Aussi Thérèse épouse-elle sans rébellion ce cousin qui ne lui ressemble pas. Cette union, sans amour ni passion, semble idéale aux yeux de tous et contente parfaitement les deux familles. Pourtant, une prise de conscience tardive de son droit au bonheur, sonnera le glas du mariage de la jeune femme. Soudainement éprise de liberté, elle se met à rêver d’amour et de romantisme avec un compagnon qui la regarderait enfin, qui saurait apprécier son esprit et qu’elle voudrait pouvoir admirer en retour. Thérèse se sent comme prise au piège d’une situation qu’elle a pourtant elle-même consentie, étouffée par le conformisme ambiant. Même sa fille ne parviendra pas à la détourner de ses désillusions. Thérèse vit sa condition de femme comme une tare génétiquement transmissible : à ses yeux, ce bébé n’est que l’incarnation d’un anathème socialement admis, puisqu’il est destiné à vivre les mêmes frustrations qu’elle.
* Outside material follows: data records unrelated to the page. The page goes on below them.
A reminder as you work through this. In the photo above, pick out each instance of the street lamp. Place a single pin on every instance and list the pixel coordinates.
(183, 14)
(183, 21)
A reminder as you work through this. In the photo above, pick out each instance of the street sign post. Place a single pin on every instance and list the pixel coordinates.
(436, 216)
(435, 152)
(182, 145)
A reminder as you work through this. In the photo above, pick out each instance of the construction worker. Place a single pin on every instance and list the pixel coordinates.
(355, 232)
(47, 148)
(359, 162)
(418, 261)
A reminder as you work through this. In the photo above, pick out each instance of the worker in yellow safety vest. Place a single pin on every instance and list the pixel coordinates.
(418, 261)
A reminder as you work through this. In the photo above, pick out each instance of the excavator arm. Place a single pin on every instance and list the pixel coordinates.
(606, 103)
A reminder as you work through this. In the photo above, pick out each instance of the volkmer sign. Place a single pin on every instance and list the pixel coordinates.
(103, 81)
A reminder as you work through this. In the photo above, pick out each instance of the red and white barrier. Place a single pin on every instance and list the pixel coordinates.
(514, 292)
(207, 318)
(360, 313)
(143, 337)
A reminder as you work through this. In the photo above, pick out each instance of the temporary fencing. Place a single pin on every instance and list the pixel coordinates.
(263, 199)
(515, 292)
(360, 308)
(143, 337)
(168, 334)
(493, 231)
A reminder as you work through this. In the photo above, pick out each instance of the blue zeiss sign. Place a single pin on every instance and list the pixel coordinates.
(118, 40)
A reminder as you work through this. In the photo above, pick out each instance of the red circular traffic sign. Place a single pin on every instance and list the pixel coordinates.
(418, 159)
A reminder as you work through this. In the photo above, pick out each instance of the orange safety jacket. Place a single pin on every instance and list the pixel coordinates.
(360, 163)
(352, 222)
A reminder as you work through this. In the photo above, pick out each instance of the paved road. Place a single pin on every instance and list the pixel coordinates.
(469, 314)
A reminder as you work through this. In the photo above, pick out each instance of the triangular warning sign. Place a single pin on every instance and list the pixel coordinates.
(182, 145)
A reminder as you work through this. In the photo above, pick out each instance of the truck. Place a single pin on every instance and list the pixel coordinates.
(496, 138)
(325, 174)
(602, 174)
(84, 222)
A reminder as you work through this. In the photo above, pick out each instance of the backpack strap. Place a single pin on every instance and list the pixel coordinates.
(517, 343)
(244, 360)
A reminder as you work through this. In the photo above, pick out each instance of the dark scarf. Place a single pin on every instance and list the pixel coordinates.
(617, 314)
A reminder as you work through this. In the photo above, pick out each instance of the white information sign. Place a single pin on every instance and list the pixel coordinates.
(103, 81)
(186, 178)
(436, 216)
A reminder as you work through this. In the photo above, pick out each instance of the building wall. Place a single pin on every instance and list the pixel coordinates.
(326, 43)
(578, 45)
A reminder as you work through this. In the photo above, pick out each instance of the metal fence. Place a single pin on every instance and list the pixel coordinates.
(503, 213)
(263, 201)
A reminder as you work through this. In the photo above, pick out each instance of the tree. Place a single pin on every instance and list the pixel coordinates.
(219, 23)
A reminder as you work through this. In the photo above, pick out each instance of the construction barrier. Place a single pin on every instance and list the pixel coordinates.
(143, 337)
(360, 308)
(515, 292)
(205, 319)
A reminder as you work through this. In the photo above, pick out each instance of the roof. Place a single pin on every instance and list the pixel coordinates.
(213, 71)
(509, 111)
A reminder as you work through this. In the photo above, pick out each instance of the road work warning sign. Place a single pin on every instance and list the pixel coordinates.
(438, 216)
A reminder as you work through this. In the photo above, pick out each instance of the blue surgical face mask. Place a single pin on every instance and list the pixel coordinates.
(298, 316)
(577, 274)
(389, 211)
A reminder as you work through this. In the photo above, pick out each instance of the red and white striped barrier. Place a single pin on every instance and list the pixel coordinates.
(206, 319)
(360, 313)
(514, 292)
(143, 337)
Incapable de se rebeller ouvertement ou de fuir, car trop attachée à son confort matériel, elle devient une femme égoïste, frustrée, aigrie, jalouse même du bonheur de celle qui est son unique amie. Et Thérèse finit par devenir une empoisonneuse. Son portrait est peu flatteur…
Est-elle vraiment un monstre sournois et diabolique ? Tel n’est pas l’avis de Mauriac. L’histoire est développée de façon à ce que le lecteur soit pris de compassion pour cette femme marginale, malheureuse et fragile, à laquelle il pourrait facilement s’identifier. L’autodestruction de Thérèse est touchante et Bernard tient finalement le mauvais rôle…On retrouve ici l’engagement chrétien de Mauriac, qui prône une forme de compréhension sans jugement, puisque chacun de nous porte ses propres failles et que nous sommes tous de potentiels pécheurs. D’ailleurs, en préambule au récit, Mauriac reprend une citation de Baudelaire (« Spleen de Paris »), explicitant sa pensée profonde : « Seigneur, ayez pitié des fous et des folles ! Ô créateur ! peut-il exister aux yeux de Celui-là seul qui sait pourquoi ils existent, comment ils se sont faits, et comment ils auraient pu ne pas se faire… ».
J’ai beaucoup aimé ce livre, qui résonne comme un cri de révolte en faveur d’une réelle émancipation féminine. La plume est simple, mais chargée de sens. Le récit est court et tient le lecteur en haleine jusqu’à la fin. Bref, tous les ingrédients sont là pour créer une histoire forte et durablement marquante.